Jack Kim Liz Lee

[ソウル/北京 8日 ロイター] - 中国の習近平国家主席は8日、北朝鮮の平壌に到着した。訪朝は7年ぶり。2日間の滞在中に金正恩朝鮮労働党総書記と会談する。

到着に先立ち、北朝鮮国営紙、労働新聞は、習氏の寄稿を掲載。寄稿は中朝関係が「新たな歴史的出発点」にあるとし、関係の発展は中国の揺るぎない方針だと表明。覇権主義や軍国主義復活の試みに対抗するため協力していくと述べた。

中国国営メディアによると、平壌の空港に到着した習氏は、金氏と李雪主夫人からレッドカーペットで出迎えられ、儀仗隊が並ぶ中、子どもたちから花束を贈呈された。

金日成広場で行われた歓迎式典では、軍楽隊が両国の国歌を演奏。新華社によると、両首脳の巨大な肖像画の下で観衆がスローガンを唱和し、色とりどりの風船を飛ばす中、21発の礼砲が撃たれた。

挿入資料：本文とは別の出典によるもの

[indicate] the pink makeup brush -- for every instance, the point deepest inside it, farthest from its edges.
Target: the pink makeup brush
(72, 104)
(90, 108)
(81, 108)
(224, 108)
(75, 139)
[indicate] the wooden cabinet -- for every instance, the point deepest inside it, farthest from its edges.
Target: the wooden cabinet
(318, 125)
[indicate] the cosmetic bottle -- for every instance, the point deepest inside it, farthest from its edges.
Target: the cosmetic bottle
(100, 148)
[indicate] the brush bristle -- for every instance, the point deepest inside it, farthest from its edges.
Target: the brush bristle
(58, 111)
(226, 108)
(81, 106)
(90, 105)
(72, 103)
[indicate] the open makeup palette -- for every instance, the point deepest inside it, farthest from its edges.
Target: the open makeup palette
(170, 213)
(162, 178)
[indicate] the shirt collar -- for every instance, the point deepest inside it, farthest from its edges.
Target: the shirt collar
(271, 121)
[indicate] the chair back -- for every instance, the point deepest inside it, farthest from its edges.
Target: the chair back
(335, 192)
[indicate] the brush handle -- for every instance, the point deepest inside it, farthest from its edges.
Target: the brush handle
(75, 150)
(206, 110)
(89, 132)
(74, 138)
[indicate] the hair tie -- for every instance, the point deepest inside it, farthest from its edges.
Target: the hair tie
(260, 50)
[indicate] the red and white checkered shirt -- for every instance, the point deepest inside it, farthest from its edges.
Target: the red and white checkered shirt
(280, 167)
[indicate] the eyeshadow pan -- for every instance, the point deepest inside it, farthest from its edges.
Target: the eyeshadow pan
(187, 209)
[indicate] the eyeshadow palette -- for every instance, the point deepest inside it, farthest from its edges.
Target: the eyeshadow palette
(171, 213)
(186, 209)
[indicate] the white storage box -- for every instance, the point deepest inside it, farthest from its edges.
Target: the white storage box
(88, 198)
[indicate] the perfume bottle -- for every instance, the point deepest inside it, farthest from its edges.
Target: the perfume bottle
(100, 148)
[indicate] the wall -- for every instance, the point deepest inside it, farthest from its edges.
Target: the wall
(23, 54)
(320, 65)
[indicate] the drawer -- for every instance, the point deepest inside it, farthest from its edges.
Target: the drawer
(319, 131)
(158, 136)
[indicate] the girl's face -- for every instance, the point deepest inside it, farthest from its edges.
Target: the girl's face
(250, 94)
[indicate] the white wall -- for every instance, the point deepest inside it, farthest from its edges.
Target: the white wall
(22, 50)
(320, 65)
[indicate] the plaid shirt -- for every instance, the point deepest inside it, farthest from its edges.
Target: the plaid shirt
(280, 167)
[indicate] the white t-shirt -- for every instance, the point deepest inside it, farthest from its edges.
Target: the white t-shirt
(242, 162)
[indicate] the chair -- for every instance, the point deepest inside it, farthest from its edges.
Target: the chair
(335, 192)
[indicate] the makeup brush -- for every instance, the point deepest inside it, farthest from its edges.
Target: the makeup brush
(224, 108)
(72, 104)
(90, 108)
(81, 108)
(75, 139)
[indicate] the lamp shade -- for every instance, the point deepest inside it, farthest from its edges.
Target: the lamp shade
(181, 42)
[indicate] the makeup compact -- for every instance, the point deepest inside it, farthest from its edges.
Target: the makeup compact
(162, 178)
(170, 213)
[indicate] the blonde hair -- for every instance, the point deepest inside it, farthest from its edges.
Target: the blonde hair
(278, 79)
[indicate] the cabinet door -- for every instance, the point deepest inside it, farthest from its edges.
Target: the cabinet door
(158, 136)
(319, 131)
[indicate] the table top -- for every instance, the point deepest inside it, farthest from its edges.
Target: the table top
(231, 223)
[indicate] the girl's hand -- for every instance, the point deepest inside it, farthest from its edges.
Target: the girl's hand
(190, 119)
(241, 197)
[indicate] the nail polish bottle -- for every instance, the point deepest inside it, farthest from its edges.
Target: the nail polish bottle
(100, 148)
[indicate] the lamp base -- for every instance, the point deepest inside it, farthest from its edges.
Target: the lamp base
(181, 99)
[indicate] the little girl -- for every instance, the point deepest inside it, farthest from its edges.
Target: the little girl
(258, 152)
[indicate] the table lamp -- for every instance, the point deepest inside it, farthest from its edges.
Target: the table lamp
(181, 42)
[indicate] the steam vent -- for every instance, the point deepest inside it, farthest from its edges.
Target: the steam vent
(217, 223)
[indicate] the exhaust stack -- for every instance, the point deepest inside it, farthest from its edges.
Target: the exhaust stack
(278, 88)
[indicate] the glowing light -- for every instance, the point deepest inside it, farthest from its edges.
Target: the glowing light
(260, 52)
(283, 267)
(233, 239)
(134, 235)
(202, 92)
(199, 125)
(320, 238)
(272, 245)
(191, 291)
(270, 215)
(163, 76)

習氏には、彭麗媛夫人や中国共産党の蔡奇中央政治局常務委員、王毅外相が同行した。

首脳会談は、ロシアとの貿易や軍事関係の強化によって北朝鮮経済が回復しつつある中で行われる。

米ワシントンのシンクタンク、民主主義防衛財団(FDD)のシニアチャイナフェロー、クレイグ・シングルトン氏は「習氏と金氏の会談は、中国が依然として北朝鮮を戦略的資産と見なしていることを想起させる」と述べ、両国はロシアやイランとともに、米国の力をそぎ、その同盟関係を緊張させるという利益を共有していると指摘した。

北朝鮮国営メディアは6日、同国が1万トン級の駆逐艦を建造し、秘密の水中兵器を開発する計画だと報じた。

金氏の妹、金与正氏は、核保有国としての地位を決して後退させることはないと述べ、いかなる脅威も容認しないと警告した。

ストックホルム国際平和研究所(SIPRI)は7日、北朝鮮が保有する核弾頭は約60発で1年前の50発から増加したとの見方を示した。